Il digitale ha preso il sopravvento, ma ci sono ancora grandi cineasti che non rinunciano alla pellicola

Steven Spielberg

Pellicola VS digitale è il più grande duello che si svolge nel mondo del cinema da almeno quindici anni a questa parte. Vi partecipano tutti, registi, direttori della fotografia, produttori e cinefili. Le prime grandi produzioni girate interamente in digitale risalgono al 2002 e nel 2016 quasi tutti i cinema del mondo sono dotati di proiettore digitale. Questo però non vuol dire che tutti i cineasti abbiano abbandonato l’analogico, ecco chi non vuole rinunciare al fascino della pellicola:

Quentin Tarantino
Probabilmente il più grande sostenitore della pellicola, Tarantino ha girato tutti i suoi film affidandosi alla “vecchia maniera”. Per il suo ultimo lavoro, The Hateful Eight, ha addirittura usato il formato 70 mm, andando a ripescare un metodo di ripresa che non si usava dagli anni sessanta e che fornisce una maggiore larghezza dell’immagine. Non è certo uno di quelli che sostiene le mezze misure visto che considera il digitale come “la morte del cinema”.

Christopher Nolan
Nolan è uno di quei registi – insieme a Scorsese, Tarantino e J.J. Abrams – che nel 2014 contribuirono a sostenere la Kodak quando l’azienda rischiava la bancarotta. Il regista ha stretto un lungo sodalizio con il direttore della fotografia Wally Pfister con cui condivideva la passione per la pellicola. L’accordo è rimasto intatto anche con Hoyte van Hoytema il quale si è occupato della fotografia di Interstellar, film di fantascienza girato in 35 mm con alcune scene in 70 mm.

Steven Spielberg
Nonostante sia molto interessato alle nuove tecnologie, anche Spielberg ha scelto di rimanere fedele all’arte analogica. Durante la promozione del suo ultimo lavoro, Il ponte delle spie, il regista ha sottolineato spesso come per lui la pellicola sia ancora parte integrante della magia del cinema. La resa dell’immagine in digitale per lui è troppo pulita, perde quella grana che solo la pellicola sa dare.

Paul Thomas Anderson
È diventato uno dei registi più stimati degli ultimi vent’anni, con i suoi piani sequenza corali che richiamano il cinema di Altman e le storie intrecciate, Anderson ha dimostrato di essere un cineasta molto attento anche alla tecnica.
The Master - il film che richiama la storia del fondatore di Scientology con Philip Seymour Hoffman e Joaquin Phoenix – è girato in 65 mm, un formato inusuale che permette di insistere sui dettagli delle immagini che diventano ipnotiche.

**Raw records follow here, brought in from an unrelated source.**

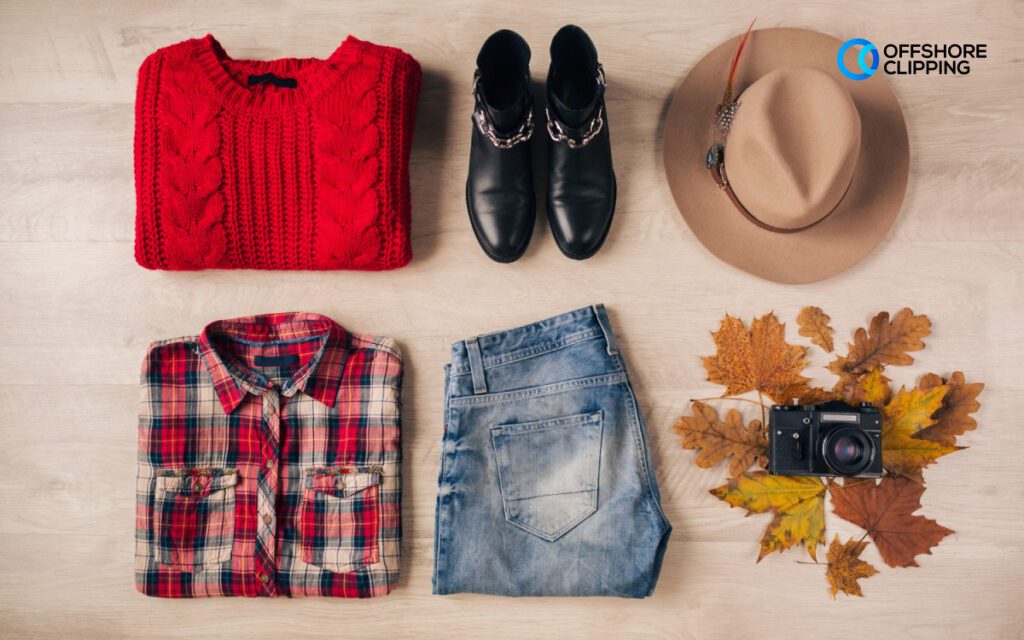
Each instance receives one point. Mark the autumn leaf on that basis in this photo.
(846, 567)
(814, 325)
(798, 505)
(758, 358)
(805, 394)
(905, 415)
(872, 388)
(884, 343)
(953, 418)
(717, 440)
(877, 389)
(885, 510)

[Leggi anche: Da pellicola a digitale. Il problema della conservazione dei film]

Wes Anderson
Personaggi eccentrici, inquadrature simmetriche, coerenza cromatica, musiche anni sessanta: tutti questi elementi vanno a formare quella nostalgia vintage che caratterizza tutti i film del regista. In The Grand Budapest Hotel e in Moonrise Kingdom l’uso della pellicola è grandioso anche perché la scelta del formato è talmente importante da far parte della narrazione stessa.